Dentro da lógica adotada, a política monetária passou a ser refém do movimento de capitais externos. A remoção, paulatina e crescente, de todos os mecanismos de controle dos fluxos cambiais, passou a exigir do Banco Central uma ativa política de venda de títulos públicos, como forma de se enxugar o excesso de reais em circulação, decorrente do fluxo de recursos externos atraídos pelo país. Destaque-se que esta atração se deu não apenas pelas oportunidades de novos negócios produtivos no país, mas especialmente pelas altas taxas de juros aqui praticadas – garantindo alta rentabilidade aos aplicadores – e também pelo chamado programa de privatizações, deslanchado no período de governo de FHC.

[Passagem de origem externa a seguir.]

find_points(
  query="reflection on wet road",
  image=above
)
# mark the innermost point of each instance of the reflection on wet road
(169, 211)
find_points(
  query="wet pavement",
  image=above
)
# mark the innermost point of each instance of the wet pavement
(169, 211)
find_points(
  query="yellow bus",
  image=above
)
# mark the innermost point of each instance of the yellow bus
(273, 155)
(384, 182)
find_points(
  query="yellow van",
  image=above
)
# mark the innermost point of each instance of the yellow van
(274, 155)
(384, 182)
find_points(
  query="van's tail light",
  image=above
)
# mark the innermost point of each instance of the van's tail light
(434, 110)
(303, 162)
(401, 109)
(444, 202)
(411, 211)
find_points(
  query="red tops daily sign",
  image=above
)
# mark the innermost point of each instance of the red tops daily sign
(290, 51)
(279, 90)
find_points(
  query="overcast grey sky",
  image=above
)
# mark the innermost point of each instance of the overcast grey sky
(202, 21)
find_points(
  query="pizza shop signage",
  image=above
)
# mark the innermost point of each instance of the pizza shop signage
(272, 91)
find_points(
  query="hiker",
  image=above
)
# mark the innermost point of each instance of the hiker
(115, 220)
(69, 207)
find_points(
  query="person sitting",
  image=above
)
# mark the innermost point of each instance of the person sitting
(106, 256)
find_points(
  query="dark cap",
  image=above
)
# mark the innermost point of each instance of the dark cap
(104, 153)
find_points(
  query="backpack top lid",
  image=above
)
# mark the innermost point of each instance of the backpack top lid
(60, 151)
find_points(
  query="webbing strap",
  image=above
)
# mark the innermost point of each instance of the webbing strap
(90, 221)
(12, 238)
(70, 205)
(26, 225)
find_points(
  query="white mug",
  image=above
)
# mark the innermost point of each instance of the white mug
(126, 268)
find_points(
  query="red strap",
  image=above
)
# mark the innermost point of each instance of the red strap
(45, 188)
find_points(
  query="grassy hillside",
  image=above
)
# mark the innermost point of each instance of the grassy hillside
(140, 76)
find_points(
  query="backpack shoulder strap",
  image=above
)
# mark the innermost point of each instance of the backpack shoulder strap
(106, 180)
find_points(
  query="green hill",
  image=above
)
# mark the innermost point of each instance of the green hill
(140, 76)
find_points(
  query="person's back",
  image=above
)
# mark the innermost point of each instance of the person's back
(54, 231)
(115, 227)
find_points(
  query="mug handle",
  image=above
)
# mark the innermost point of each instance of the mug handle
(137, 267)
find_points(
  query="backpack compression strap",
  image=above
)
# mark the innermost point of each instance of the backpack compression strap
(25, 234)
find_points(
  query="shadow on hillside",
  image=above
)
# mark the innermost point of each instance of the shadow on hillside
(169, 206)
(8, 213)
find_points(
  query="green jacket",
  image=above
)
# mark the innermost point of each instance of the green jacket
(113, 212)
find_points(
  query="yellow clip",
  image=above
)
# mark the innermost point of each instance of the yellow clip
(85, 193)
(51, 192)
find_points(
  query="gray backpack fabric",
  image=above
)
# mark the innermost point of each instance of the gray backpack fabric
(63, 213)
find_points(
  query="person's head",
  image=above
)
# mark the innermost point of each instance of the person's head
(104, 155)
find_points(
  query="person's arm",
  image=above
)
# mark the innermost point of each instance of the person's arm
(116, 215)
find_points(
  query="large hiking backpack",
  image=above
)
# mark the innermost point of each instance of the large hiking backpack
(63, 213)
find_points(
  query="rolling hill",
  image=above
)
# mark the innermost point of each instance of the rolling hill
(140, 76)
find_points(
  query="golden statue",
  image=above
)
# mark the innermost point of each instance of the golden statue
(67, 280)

As conseqüências desse tipo de política são nefastas. O endividamento do Estado brasileiro em títulos é espantoso. Em janeiro de 1995, a dívida mobiliária da União era de R$ 62 bilhões; hoje, ultrapassa a gigantesca cifra de R$ 1,2 trilhão. De 1999 em diante, anualmente, deixamos de aplicar vultosos recursos orçamentários na melhoria da máquina pública e em investimentos que seriam vitais para a melhoria do cotidiano do nosso povo, em nome de uma suposta economia de recursos – o chamado superávit primário – que faria com que o endividamento público viesse a diminuir.

A dinâmica do endividamento é dada pela política monetária – refém do livre trânsito cambial - e suas altíssimas taxas de juros. Temos tido, ano após ano, uma carga de juros da ordem de R$ 150 bilhões, saldada parcialmente pelo esforço do arrocho orçamentário travestido pelo nome de superávit primário. O restante a ser pago acaba por se materializar na emissão de novos títulos, que apenas fazem com que a montanha de títulos federais não pare de crescer.

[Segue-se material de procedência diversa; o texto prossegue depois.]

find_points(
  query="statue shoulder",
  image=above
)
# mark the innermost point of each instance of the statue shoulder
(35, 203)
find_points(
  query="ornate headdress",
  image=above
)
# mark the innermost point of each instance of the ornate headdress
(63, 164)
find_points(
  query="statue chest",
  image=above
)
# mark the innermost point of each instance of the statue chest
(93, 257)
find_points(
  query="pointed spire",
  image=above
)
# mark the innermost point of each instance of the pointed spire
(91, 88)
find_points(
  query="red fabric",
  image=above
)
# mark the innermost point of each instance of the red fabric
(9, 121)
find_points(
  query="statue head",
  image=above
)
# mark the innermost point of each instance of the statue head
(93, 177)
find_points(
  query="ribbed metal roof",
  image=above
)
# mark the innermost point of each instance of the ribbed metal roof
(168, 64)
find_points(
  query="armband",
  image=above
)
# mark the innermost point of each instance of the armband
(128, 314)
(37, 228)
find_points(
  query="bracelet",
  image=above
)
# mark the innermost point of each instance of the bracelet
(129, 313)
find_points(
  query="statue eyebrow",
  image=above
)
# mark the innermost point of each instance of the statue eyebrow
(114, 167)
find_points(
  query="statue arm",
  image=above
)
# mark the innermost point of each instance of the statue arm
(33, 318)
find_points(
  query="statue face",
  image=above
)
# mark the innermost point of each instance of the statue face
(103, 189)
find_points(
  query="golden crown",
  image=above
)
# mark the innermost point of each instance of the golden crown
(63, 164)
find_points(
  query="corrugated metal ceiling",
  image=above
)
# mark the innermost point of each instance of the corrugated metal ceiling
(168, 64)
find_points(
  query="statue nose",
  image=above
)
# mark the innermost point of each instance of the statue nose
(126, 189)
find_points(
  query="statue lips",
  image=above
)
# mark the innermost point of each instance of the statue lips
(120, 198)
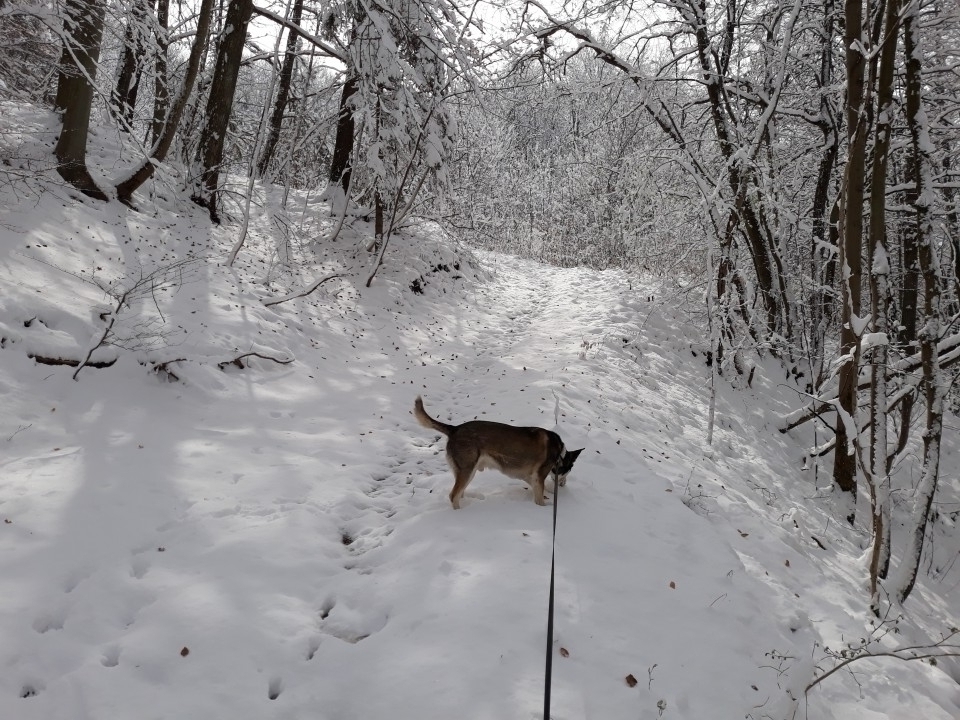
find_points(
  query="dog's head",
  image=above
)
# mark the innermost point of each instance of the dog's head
(564, 465)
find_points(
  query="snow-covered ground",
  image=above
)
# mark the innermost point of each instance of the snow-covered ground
(185, 536)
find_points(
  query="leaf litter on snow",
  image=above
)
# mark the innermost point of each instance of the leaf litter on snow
(219, 539)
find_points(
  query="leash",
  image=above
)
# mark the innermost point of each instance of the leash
(548, 670)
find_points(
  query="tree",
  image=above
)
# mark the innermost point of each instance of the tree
(131, 61)
(930, 332)
(220, 104)
(283, 91)
(165, 134)
(82, 35)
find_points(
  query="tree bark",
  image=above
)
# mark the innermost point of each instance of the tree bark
(340, 168)
(161, 89)
(83, 33)
(929, 334)
(220, 104)
(283, 91)
(851, 218)
(878, 478)
(144, 172)
(128, 79)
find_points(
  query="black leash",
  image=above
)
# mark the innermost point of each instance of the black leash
(548, 671)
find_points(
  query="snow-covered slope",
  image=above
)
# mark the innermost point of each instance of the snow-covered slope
(186, 536)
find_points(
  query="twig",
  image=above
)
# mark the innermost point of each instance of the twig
(238, 361)
(294, 296)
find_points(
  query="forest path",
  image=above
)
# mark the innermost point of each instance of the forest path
(277, 541)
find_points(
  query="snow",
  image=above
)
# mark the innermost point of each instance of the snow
(184, 537)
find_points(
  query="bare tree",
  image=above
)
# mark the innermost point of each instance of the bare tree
(930, 331)
(283, 91)
(82, 35)
(220, 104)
(164, 138)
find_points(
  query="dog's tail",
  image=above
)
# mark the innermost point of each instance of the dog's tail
(428, 421)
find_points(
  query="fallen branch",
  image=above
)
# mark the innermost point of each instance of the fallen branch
(45, 360)
(238, 361)
(950, 354)
(293, 296)
(932, 652)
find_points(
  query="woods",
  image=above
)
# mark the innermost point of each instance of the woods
(792, 161)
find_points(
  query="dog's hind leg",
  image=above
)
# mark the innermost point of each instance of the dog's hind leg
(538, 483)
(462, 478)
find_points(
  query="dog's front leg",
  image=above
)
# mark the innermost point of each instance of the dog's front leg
(538, 490)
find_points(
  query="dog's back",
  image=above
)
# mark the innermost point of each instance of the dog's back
(525, 453)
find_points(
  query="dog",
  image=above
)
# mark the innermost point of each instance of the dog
(524, 453)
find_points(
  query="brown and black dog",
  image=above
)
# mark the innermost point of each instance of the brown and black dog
(524, 453)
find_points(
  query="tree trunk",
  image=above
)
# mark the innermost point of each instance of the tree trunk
(128, 79)
(283, 92)
(83, 32)
(140, 175)
(161, 90)
(929, 334)
(340, 168)
(878, 478)
(220, 104)
(823, 299)
(851, 219)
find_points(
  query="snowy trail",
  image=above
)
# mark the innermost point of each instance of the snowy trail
(277, 541)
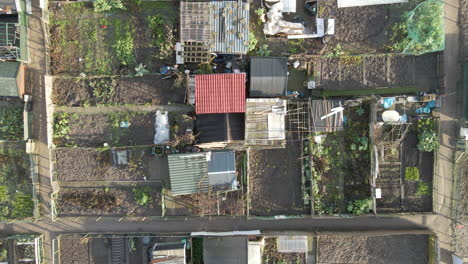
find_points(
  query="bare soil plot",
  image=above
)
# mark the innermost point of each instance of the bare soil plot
(84, 41)
(16, 188)
(272, 256)
(395, 249)
(149, 89)
(275, 181)
(80, 164)
(113, 201)
(116, 129)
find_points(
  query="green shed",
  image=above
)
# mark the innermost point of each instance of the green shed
(12, 79)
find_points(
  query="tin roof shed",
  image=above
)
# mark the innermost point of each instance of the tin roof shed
(268, 76)
(220, 93)
(202, 172)
(11, 79)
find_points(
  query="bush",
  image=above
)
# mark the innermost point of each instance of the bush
(423, 189)
(411, 174)
(360, 207)
(124, 49)
(428, 140)
(142, 195)
(101, 6)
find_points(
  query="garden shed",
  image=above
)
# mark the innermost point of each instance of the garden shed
(265, 122)
(213, 27)
(220, 93)
(202, 172)
(222, 128)
(268, 77)
(11, 79)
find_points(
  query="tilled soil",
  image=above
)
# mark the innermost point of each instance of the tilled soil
(275, 181)
(272, 256)
(95, 130)
(78, 164)
(397, 249)
(106, 202)
(149, 89)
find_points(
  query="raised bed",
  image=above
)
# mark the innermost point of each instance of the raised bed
(110, 201)
(275, 181)
(84, 41)
(95, 130)
(16, 188)
(149, 89)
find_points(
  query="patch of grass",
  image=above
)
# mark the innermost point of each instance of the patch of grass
(11, 123)
(142, 195)
(411, 174)
(424, 189)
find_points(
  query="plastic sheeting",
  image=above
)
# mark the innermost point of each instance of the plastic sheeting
(276, 24)
(161, 126)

A ótica liberal, amplamente repercutida pela grande imprensa, prefere apontar como fator primordial do endividamento público os gastos com a previdência, ou com os vencimentos ou contratações de servidores públicos. Omite que, a rigor, é o Orçamento da Seguridade Social quem financia os rombos financeiros do Orçamento do Tesouro, produzidos justamente pela política monetária.

Assim o faz, pois considera os gastos da política monetária como naturais e não questionáveis. Gastos vitais para a manutenção de um modelo de funcionamento da economia brasileira que atende especialmente aos bancos e às transnacionais, interessadas na integração subalterna de nosso país no processo de globalização.

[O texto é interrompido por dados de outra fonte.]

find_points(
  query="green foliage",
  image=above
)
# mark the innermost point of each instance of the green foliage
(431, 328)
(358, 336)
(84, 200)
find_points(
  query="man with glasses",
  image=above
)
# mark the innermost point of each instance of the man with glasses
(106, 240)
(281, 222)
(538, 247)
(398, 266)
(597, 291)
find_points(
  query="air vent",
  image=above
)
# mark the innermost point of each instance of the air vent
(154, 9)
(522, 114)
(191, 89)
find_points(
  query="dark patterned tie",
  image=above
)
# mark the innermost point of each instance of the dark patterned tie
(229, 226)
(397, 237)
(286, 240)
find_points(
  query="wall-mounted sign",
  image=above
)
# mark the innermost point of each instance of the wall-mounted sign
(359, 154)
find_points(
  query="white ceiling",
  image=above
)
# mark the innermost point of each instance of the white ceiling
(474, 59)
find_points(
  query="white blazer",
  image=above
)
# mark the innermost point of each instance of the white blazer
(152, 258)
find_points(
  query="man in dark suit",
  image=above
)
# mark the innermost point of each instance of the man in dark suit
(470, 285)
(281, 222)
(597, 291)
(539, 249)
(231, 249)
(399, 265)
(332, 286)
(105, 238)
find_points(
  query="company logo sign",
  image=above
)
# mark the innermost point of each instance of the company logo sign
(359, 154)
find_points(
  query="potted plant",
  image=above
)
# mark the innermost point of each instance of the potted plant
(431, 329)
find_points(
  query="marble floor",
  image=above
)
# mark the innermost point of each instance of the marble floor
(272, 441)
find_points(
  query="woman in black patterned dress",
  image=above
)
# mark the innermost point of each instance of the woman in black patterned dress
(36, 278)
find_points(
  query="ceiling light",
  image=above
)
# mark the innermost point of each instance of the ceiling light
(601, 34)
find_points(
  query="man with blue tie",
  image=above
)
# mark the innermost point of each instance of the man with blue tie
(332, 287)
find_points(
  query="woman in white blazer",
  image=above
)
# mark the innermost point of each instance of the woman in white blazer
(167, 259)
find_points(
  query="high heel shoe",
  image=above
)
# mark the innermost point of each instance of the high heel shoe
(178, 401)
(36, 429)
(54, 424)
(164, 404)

Com a mudança divulgada ontem para a poupança, o governo perdeu mais uma oportunidade de enfrentar esse principal problema macroeconômico do país, que é o brutal e permanente processo de endividamento público.

O alegado problema decorrente da necessidade de financiamento da dívida mobiliária, frente à perspectiva de uma redução da taxa básica de juros, é uma falsa questão. Caso a política econômica servisse aos interesses da geração de empregos, do crescimento econômico e do controle inflacionário, independentemente das oscilações da conjuntura internacional, o caminho deveria ser outro.

Deveríamos restabelecer no país rígidos controles sobre os fluxos cambiais, chegando ao limite da adoção da centralização cambial, caso houvesse necessidade. Ao mesmo tempo, a taxa Selic deveria ser abandonada enquanto indexador de boa parte dos títulos públicos, com o fim das chamadas Letras Financeiras do Tesouro (LFTs).

Com medidas dessa natureza, e afastando os riscos de um processo de fuga de capitais, poderíamos seguramente reduzir a taxa básica de juros e o chamado superávit primário, além de criarmos boas condições para o alongamento do perfil dos prazos de vencimento dos títulos da dívida pública.

Medidas como essas permitiriam ao governo um aumento na sua margem de manobra para uma reconfiguração do Orçamento Público Federal, e a adoção de medidas mais consistentes para a preservação do crescimento econômico e da geração de empregos.

O único problema para a adoção de medidas desse tipo é de natureza política.

Implicaria romper com o pacto estabelecido desde o início dos anos 90 no país, e que tem no sistema financeiro e nas transnacionais os seus principais sustentáculos. Pacto este que acabou por cooptar o próprio governo Lula e dar sobrevida ao insustentável modelo que continua em curso e que agora, mais uma vez, demonstra que o rentável negócio da dívida pública é essencial para os interesses dominantes.

*Paulo Passarinho, economista, é presidente do Conselho Regional de Economia do Rio de Janeiro.